A quanto risulta al Sole 24 Ore, c’è una accurata lettera di risposta scritta dal capo dell'ufficio legislativo del ministero dello Sviluppo economico e trasmessa alla Rappresentanza permanente italiana a Bruxelles che tiene i rapporti con la Commissione e che era stata la destinataria delle osservazioni critiche. E in questa il Governo ha fatto presente di voler andare avanti per la sua strada, considerando quella sub iudice non come una «regola tecnica» ai sensi della direttiva Ue 2015/1535. Quindi non sussisterebbe l’obbligo di notifica. Questo perché l’emendamento interviene su una norma già esistente dal 2005 (Tusmar), limitandosi a circoscrivere i poteri dell’Agcom in coerenza con la sentenza della Corte di Giustizia nel caso Vivendi. In sostanza, è la tesi sostenuta, la norma del famoso e contestato articolo 4-bis del decreto Covid non ha i caratteri di specificità richiesti ai fini della preventiva notifica alla Commissione.
Anche Agcom appare intenzionata a non arretrare. E oggi il Consiglio dovrebbe avviare il procedimento di istruttoria, anche se in ritardo di un giorno rispetto ai programmi. Lo slittamento è stato motivato dai tempi più lunghi del previsto richiesti dall’audizione dei vertici di Tim e di Fibercop che si è tenuta nel pomeriggio. Con ogni probabilità, però, anche la complessità della vicenda Mediaset, su cui ora è arrivata la risposta del Governo, potrebbe aver convinto a trattare la questione non lesinando sulla tempistica.

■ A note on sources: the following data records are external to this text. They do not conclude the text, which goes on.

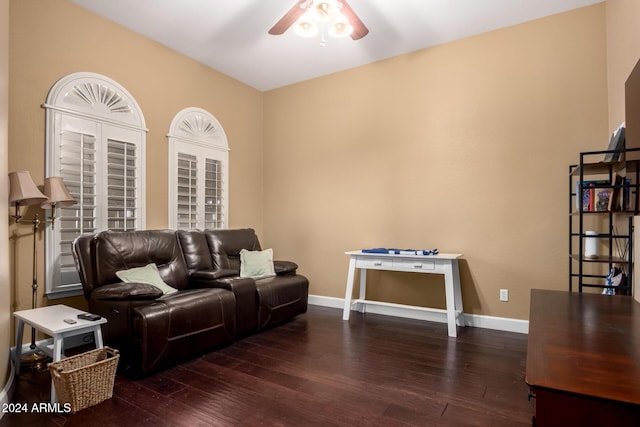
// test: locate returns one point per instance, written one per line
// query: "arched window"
(95, 140)
(198, 171)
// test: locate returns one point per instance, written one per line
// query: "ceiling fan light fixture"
(305, 27)
(340, 27)
(325, 10)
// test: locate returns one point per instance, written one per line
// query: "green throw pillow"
(256, 264)
(148, 274)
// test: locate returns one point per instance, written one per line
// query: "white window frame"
(196, 132)
(98, 107)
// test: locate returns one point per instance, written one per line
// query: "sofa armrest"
(126, 291)
(284, 268)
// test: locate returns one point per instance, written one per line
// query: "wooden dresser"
(583, 359)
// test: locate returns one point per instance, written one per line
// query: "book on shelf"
(592, 196)
(601, 199)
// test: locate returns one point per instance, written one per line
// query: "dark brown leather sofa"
(213, 304)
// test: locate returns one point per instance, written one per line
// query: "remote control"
(89, 316)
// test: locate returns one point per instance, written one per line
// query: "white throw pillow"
(148, 274)
(256, 264)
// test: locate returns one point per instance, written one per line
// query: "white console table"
(446, 264)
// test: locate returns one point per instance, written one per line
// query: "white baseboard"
(7, 390)
(474, 320)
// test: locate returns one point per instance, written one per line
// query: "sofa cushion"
(256, 264)
(122, 250)
(148, 275)
(225, 246)
(181, 325)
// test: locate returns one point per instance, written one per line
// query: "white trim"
(194, 131)
(7, 390)
(431, 315)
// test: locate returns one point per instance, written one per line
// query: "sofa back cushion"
(195, 250)
(225, 246)
(122, 250)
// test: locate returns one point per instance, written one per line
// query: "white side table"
(50, 320)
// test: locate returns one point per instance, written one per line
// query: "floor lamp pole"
(37, 359)
(34, 283)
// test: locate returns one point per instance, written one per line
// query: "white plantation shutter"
(187, 213)
(198, 172)
(95, 142)
(121, 185)
(213, 194)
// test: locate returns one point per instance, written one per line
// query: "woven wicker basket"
(86, 379)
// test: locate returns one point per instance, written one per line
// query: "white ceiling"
(231, 35)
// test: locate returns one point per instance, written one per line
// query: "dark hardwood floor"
(318, 370)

Rischia dunque di salire di livello lo scontro fra Mediaset e Fininvest da una parte e Vivendi dall’altra i cui legali – Sergio Erede, Vincenzo Mariconda e Andrea Di Porto per i primi e gli avvocati dello studio Cleary Gottlieb Giuseppe Scassellati, Ferdinando Emanuele e Roberto Argeri per i francesi – hanno consegnato ieri le memorie conclusionali per le cause civili nell’ambito delle quali Mediaset (il cui titolo ieri è salito del 2,69%) e Fininvest hanno chiesto risarcimenti per oltre 3 miliardi. L’udienza dovrebbe tenersi fra gennaio e febbraio. E i tempi evidentemente sono sempre più stretti per un accordo. Che a questo punto, dopo l’avviso di conclusione dell’indagine penale da parte della Procura, non potrà che arrivare prima della decisione di un eventuale rinvio a giudizio. L’intesa, che Mediaset considera non scindibile da un risarcimento con Vivendi che ha tutt’altra opinione, al momento non è in vista, anche se non è teoricamente impossibile. Il mercato sembra anche crederci o comunque volerla. Ma i tempi iniziano drammaticamente a stringersi.